Em uma pregação em 2021 para uma congregação
adventista no bairro do Ipiranga, o pastor em questão fez uma série de sermões sobre
o juízo final. Uma série de sermões é, basicamente, uma organização de falas
que gira em torno de um único tema ou passagens bíblicas específicas. No caso,
a temática era: “Apocalipse: a busca de um Novo Tempo”. Os temas
escatológicos, aqueles debates teológicos sobre a redenção do mundo ou, em
linguagem mais popular, sobre “o fim dos tempos”, são bastante comuns no meio
evangélico, mas a tradição adventista dá ênfase especial a essa urgência do
retorno de Cristo. O quarto dia foi dedicado ao Juízo, o momento em que
Deus julgará toda a história e dará início ao novo tempo para o universo. Uma
longa aula de escatologia adventista, sem dúvida, mas que ganhava tom de sermão
pastoral por ser entremeada por apelos. O Juízo Final não é simples desfecho, e
sim evento iminente e totalizante, no qual toda a humanidade se confrontará,
inevitavelmente, com a plenitude do divino. Não é algo lá do futuro, mas se
acende aqui e agora. Mais que um tribunal de mero acerto de contas, trata-se de
um processo contínuo de investigação: no Santuário Celestial, Cristo assume o
papel de Advogado, intercedendo sem cessar por aqueles que se submetem à Sua
graça. A referência aos códices celestiais — registros das ações humanas,
pecados e inscrições indeléveis no Livro da Vida — cria um cenário de exame
escrupuloso, de culpabilização iminente.

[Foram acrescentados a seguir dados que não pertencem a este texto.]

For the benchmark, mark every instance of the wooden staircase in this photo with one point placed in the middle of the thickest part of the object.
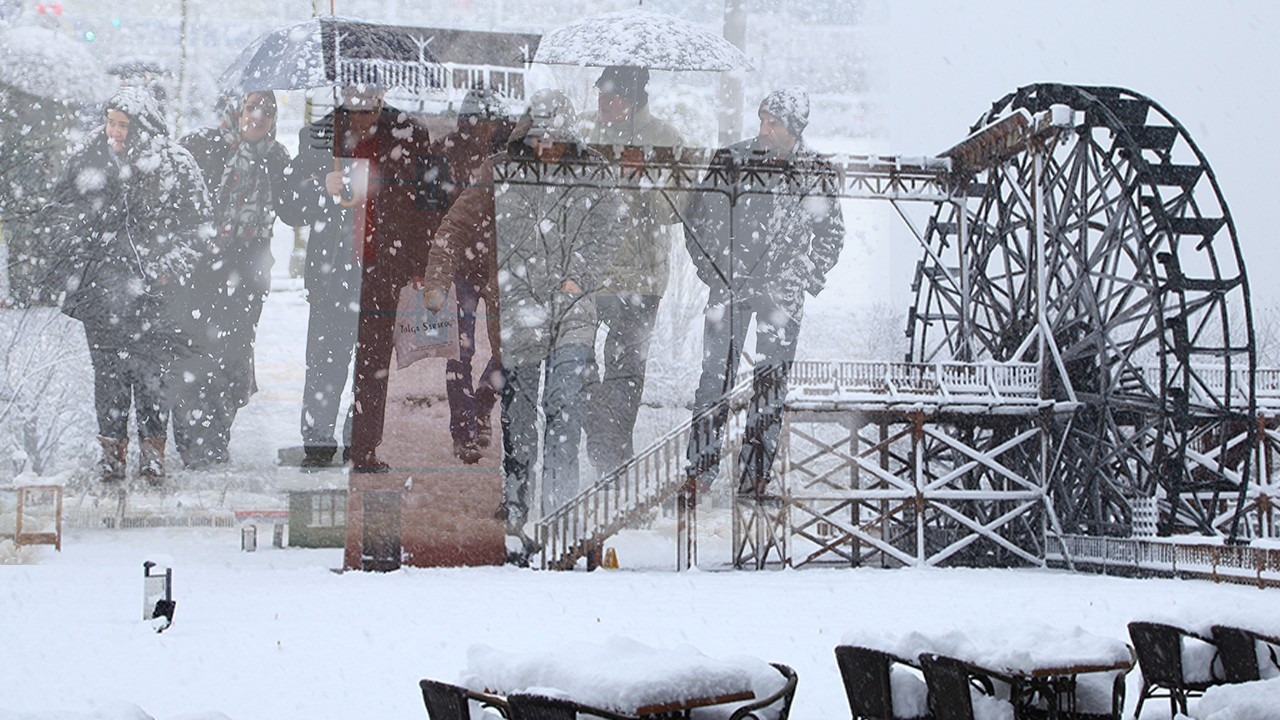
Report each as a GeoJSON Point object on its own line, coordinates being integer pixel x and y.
{"type": "Point", "coordinates": [622, 497]}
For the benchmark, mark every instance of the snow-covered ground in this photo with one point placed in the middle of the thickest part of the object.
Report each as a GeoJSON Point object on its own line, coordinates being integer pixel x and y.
{"type": "Point", "coordinates": [277, 634]}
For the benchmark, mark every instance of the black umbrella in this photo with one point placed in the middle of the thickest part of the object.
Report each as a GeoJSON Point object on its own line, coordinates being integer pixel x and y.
{"type": "Point", "coordinates": [336, 51]}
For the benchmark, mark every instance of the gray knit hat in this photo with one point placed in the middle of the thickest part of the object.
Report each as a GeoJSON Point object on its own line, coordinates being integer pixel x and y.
{"type": "Point", "coordinates": [790, 106]}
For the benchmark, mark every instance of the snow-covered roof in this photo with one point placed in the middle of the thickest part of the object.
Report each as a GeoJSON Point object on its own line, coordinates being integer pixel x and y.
{"type": "Point", "coordinates": [49, 64]}
{"type": "Point", "coordinates": [640, 39]}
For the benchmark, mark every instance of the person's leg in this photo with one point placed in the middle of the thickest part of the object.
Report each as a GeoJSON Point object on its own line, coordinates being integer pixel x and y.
{"type": "Point", "coordinates": [562, 404]}
{"type": "Point", "coordinates": [110, 401]}
{"type": "Point", "coordinates": [777, 328]}
{"type": "Point", "coordinates": [374, 345]}
{"type": "Point", "coordinates": [723, 332]}
{"type": "Point", "coordinates": [457, 374]}
{"type": "Point", "coordinates": [485, 396]}
{"type": "Point", "coordinates": [613, 397]}
{"type": "Point", "coordinates": [330, 341]}
{"type": "Point", "coordinates": [147, 369]}
{"type": "Point", "coordinates": [520, 392]}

Os crentes estariam todavia a salvo,
seus pecados já foram perdoados. Assim, na pregação do pastor, o Juízo Final se
constrói em uma dualidade: é tanto um chamado ao arrependimento e compromisso
cotidiano quanto um horizonte de redenção definitiva, cujo ápice reside na
promessa de novos céus e nova terra para os justificados pelo sangue do
Cordeiro. É, ao mesmo tempo, a condenação para os não cristãos e a imagem
redimida do universo para os que fazem parte da igreja, colocando a necessidade
ulterior do compromisso a todos aqueles que não quiserem arder no inferno.
Acompanhando cada comentário com diversas passagens bíblicas, o pastor
agenciava nos ouvintes a urgência da conversão; a saída do velho mundo e
entrada no espaço-tempo de expectativa redentiva. A fala culmina em um chamado
ao batismo, não sem interesse pelo lado do pastor, mas que recaía sobre o colo
dos que o escutavam naquela sala como uma oportunidade de se livrar de tudo que
há de mal no mundo e voltar para o caminho da redenção.
Talvez tenha sido isso que passou pela cabeça
de Rafael quando entrou na igreja de sua mãe em 2012, ouviu o chamado que
convidava os que assim desejassem a voltar para Jesus, e sentiu a própria mão
erguer-se sozinha: a sensação de estar diante de uma decisão. Dizem os
evangelistas que Jesus já fez o trabalho redentivo e está chamando os perdidos;
cabe ao ouvinte, uma vez convencido, decidir entre aceitar ou rejeitar o
chamado. Caso escolha tornar-se parte dessa irmandade universal, cuja
primazia cabe ao próprio Redentor do mundo, encontrará, na convivência e nas
relações entre os irmãos, experiências de esperança. Essas experiências
apontam para um horizonte utópico que transcende o presente, mas que, ao mesmo
tempo, se manifesta aqui como ordenamento do que deve ser feito para que esse
além se realize plenamente.
Se os que sobrevivem no Brasil têm que se
sacrificar no mercado de trabalho para seguir vivos, seu próprio sacrifício
diário — em que se forja “uma subjetividade isolada que, enquanto tal, é
vítima e produto do processo social; o indivíduo se atribui a culpa pelo
processo que vitima a si mesmo e aos demais”2 — racionaliza-se em uma imaginação religiosa
que o preenche com sinais de esperança. A própria entrega desses mesmos
sujeitos dentro da sua comunidade de fé faz com que eles vejam em si, no eco do
seu encontro, a experiência de estar diante de alguém que o entende como igual.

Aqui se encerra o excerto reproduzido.